For most models, the default sort order (id desc) is fine. But for a couple of scopes on one of my models, it would make more sense to reverse the order, or order by the updated_at field.
I seem unable to achieve this without breaking other functionality, so I'm hoping someone else might teach me how to do this!
I've tried adding a .order() on the objects I'm returning:
scope :example do |models|
models.order('id asc')
end
This does not seem to have any effect.
I've also tried unscoping, which kind of works. It does sort my objects the way I want to, but it completely breaks all filtering/search functionality.
scope :example do |models|
models.unscoped.order('id asc')
end
What to do?
This works and also ensures that the default sort order to correctly reflected in the UI.

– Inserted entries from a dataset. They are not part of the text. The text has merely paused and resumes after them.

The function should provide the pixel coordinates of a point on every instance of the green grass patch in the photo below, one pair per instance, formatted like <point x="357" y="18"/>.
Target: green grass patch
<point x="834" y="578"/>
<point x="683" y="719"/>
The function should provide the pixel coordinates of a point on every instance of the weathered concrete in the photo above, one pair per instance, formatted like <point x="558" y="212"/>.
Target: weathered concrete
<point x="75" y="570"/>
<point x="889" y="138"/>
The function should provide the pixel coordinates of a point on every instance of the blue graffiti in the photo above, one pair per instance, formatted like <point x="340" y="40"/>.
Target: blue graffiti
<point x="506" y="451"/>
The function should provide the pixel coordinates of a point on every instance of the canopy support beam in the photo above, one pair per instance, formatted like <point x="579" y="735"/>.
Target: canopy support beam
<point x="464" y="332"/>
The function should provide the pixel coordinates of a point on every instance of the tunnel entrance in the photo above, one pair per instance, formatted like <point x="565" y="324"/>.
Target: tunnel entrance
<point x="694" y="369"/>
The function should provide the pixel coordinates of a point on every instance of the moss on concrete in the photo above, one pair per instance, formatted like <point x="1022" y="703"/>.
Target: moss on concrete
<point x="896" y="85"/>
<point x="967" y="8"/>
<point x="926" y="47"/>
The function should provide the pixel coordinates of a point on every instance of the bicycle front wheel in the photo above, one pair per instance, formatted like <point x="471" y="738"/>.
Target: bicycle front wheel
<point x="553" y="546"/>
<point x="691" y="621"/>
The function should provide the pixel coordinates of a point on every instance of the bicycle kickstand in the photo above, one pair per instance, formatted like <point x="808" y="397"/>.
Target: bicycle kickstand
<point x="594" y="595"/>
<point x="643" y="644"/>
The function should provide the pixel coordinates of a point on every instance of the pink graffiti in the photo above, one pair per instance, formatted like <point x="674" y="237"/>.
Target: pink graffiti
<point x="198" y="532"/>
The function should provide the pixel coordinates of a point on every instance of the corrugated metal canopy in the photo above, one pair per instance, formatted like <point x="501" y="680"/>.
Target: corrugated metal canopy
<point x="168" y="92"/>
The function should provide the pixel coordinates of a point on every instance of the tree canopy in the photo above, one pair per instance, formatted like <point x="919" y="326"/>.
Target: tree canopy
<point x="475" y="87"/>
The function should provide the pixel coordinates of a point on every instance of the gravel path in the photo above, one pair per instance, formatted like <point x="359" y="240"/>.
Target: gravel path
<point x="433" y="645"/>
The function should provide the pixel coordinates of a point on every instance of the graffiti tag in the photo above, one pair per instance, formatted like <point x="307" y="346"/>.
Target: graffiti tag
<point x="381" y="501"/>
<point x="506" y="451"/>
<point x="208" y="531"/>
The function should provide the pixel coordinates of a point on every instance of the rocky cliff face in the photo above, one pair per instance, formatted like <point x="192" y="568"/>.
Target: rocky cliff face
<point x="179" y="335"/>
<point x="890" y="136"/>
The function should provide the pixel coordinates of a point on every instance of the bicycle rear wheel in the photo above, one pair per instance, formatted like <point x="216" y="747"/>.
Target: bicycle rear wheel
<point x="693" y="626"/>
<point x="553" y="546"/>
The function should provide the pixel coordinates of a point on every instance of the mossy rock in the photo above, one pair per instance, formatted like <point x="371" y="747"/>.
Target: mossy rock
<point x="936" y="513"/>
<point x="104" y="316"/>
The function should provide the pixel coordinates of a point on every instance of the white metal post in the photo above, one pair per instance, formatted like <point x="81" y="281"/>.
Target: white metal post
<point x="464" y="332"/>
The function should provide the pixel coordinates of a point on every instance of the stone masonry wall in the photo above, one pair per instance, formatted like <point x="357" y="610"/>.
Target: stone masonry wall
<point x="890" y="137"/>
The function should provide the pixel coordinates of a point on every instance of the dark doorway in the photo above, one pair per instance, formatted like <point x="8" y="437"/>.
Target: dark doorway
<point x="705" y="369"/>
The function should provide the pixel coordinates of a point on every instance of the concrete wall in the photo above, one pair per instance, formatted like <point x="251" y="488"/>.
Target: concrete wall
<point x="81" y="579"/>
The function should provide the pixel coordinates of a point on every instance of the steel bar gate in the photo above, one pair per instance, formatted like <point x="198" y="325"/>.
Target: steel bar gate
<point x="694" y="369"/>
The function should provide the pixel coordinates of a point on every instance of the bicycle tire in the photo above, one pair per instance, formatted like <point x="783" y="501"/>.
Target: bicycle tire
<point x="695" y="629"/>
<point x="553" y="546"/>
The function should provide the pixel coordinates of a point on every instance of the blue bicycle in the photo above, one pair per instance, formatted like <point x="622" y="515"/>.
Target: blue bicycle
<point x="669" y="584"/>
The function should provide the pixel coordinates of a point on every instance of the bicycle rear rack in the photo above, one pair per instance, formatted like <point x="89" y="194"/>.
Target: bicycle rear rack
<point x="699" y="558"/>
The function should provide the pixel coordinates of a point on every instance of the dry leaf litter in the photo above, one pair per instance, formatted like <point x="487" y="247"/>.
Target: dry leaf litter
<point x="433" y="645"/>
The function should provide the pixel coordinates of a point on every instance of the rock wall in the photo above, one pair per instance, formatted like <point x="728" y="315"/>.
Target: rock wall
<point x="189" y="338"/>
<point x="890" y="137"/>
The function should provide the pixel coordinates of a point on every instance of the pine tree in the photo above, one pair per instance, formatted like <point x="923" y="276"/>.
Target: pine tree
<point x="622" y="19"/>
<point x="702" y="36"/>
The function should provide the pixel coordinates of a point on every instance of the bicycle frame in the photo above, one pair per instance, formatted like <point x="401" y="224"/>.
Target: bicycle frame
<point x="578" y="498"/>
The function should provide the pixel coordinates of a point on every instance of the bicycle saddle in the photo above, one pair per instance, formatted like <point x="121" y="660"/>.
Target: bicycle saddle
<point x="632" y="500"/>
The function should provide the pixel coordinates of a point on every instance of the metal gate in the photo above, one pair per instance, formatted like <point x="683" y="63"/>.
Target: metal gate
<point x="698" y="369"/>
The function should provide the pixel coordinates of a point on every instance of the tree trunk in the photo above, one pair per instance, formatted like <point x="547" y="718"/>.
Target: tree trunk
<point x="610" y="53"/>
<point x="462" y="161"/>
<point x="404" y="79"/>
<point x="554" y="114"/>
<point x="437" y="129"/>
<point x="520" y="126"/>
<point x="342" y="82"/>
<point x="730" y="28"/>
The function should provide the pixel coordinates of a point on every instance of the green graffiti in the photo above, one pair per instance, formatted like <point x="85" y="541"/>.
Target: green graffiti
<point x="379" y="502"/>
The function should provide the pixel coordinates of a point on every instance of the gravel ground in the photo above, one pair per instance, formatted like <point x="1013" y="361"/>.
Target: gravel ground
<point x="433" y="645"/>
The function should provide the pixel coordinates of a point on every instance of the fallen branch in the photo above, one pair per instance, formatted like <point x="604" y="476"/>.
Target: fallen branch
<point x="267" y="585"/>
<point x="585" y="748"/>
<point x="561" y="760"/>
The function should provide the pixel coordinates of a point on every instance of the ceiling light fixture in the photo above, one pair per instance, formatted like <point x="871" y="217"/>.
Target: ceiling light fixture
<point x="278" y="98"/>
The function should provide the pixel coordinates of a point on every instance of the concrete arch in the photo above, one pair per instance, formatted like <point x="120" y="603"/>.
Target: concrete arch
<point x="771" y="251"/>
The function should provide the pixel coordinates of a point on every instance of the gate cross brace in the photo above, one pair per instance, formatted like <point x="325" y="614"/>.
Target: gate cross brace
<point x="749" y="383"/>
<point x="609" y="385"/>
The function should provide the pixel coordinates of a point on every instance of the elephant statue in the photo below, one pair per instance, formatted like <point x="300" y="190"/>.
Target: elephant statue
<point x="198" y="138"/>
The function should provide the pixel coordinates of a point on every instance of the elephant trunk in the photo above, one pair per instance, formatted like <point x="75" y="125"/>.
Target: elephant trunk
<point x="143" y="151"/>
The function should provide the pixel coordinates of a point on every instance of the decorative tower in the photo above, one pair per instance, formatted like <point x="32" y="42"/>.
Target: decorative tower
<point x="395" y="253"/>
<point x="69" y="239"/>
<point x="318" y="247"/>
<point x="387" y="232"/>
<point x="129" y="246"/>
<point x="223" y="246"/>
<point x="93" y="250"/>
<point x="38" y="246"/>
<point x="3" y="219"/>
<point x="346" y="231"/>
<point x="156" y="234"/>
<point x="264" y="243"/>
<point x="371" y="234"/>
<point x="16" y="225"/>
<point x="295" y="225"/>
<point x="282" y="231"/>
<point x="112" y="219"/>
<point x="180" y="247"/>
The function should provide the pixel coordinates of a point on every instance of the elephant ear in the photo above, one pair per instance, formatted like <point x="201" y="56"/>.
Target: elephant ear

This is overwriting the apply_sorting
method of ActiveAdmin, so all the usual caveats about monkey patching third party gems apply.
module ActiveAdmin
class ResourceController < BaseController
module CallableSortOrder
def apply_sorting(chain)
params[:order] ||= if active_admin_config.sort_order&.respond_to?(:call)
active_admin_config.sort_order.call(self)
else
active_admin_config.sort_order
end
super
end
end
prepend CallableSortOrder
end
end
Use it like this:
config.sort_order = ->(controller) {
controller.params[:scope] == 'something' ? 'created_at_desc' : 'name_asc'
}
use config.sort_order like:
config.sort_order = "updated_at_desc"
Why not make 2 scopes in your model, one for a particular sort order, the other, reversed, then in ActiveAdmin set one as the default?
scope :example_asc, :default => true
scope :example_desc
If that doesn't work for you, perhaps create a controller block in ActiveAdmin that defines what you're trying to do:
controller do
def asc
Model.order('id ASC')
end
def desc
Model.order('id DESC')
end
end
scope :example do |models|
asc
end
scope :example do |models|
desc
end
And finally, I think this answer is probably fairly accurate: https://stackoverflow.com/a/17612718/175825
But you might want to investigate more about how you can implement sort_order
:
For what it's worth, I'm not a fan of ActiveAdmin's skinny docs. Good luck.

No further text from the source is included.